Present lot illustrated (detail)


Picasso met Sylvette and her fiancé, Tobias Jellinek, an English furniture designer, in Vallauris. Jellinek had a workshop in the Quartier de Fournas, where Picasso also had a studio. He had noticed Sylvette walking past his window, and intrigued by her profile, invited the couple to his home, La Galloise. ‘It was amazing!’ Sylvette recalled of their first meeting with the artist. ‘He was lovely. He put us at ease right away… We sat under a lime tree, Toby and I’ (quoted in Sylvette, Sylvette, Sylvette: Picasso and the Model, exh. cat., Kunsthalle Bremen, 2014, pp. 118-119).




Sylvette David. Photograph by Andre Villers. Photo: © Adagp Images, Paris, / SCALA, Florence.

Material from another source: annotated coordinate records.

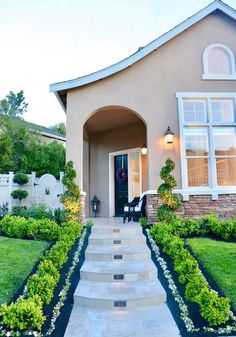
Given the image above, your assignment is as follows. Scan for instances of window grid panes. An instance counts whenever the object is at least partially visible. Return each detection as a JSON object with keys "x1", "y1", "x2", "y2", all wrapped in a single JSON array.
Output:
[{"x1": 183, "y1": 97, "x2": 236, "y2": 188}]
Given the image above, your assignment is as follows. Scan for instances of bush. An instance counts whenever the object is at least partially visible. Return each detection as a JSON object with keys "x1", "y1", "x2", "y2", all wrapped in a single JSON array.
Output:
[
  {"x1": 11, "y1": 189, "x2": 28, "y2": 202},
  {"x1": 26, "y1": 273, "x2": 57, "y2": 304},
  {"x1": 0, "y1": 296, "x2": 45, "y2": 330},
  {"x1": 0, "y1": 215, "x2": 61, "y2": 240},
  {"x1": 37, "y1": 259, "x2": 60, "y2": 282},
  {"x1": 54, "y1": 208, "x2": 67, "y2": 225},
  {"x1": 157, "y1": 158, "x2": 180, "y2": 223},
  {"x1": 197, "y1": 288, "x2": 230, "y2": 326},
  {"x1": 13, "y1": 172, "x2": 29, "y2": 186}
]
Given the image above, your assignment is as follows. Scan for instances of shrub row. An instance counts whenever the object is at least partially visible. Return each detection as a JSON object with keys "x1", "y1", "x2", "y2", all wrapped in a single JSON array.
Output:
[
  {"x1": 0, "y1": 218, "x2": 82, "y2": 331},
  {"x1": 151, "y1": 220, "x2": 230, "y2": 326},
  {"x1": 166, "y1": 215, "x2": 236, "y2": 240},
  {"x1": 11, "y1": 204, "x2": 67, "y2": 224},
  {"x1": 0, "y1": 215, "x2": 60, "y2": 240}
]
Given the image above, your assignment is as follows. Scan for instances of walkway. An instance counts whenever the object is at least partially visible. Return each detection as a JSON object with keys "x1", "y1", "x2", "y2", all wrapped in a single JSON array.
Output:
[{"x1": 65, "y1": 218, "x2": 179, "y2": 337}]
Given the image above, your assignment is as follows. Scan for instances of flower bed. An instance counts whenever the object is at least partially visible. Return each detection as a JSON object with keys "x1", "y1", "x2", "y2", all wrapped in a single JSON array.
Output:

The couple gave Picasso one of Jellinek’s chairs as a gift. Constructed with an iron framework filled out by rope and felt, with two round balls at the end of the arms, the chair was so impractical for sitting that it delighted Picasso, reminding him of a group of paintings that he had made in the 1930s of Dora Maar seated in a similarly skeletal fauteuil. He subsequently ordered three more chairs from Sylvette and her fiancé – as a result of which, Françoise Gilot recalled, ‘La Galloise was bulging with chairs that were amusing to look at but took up a disproportionate amount of room in view of the fact that no one could sit in them with any pleasure’ (Life with Picasso, New York, 1964, p. 352).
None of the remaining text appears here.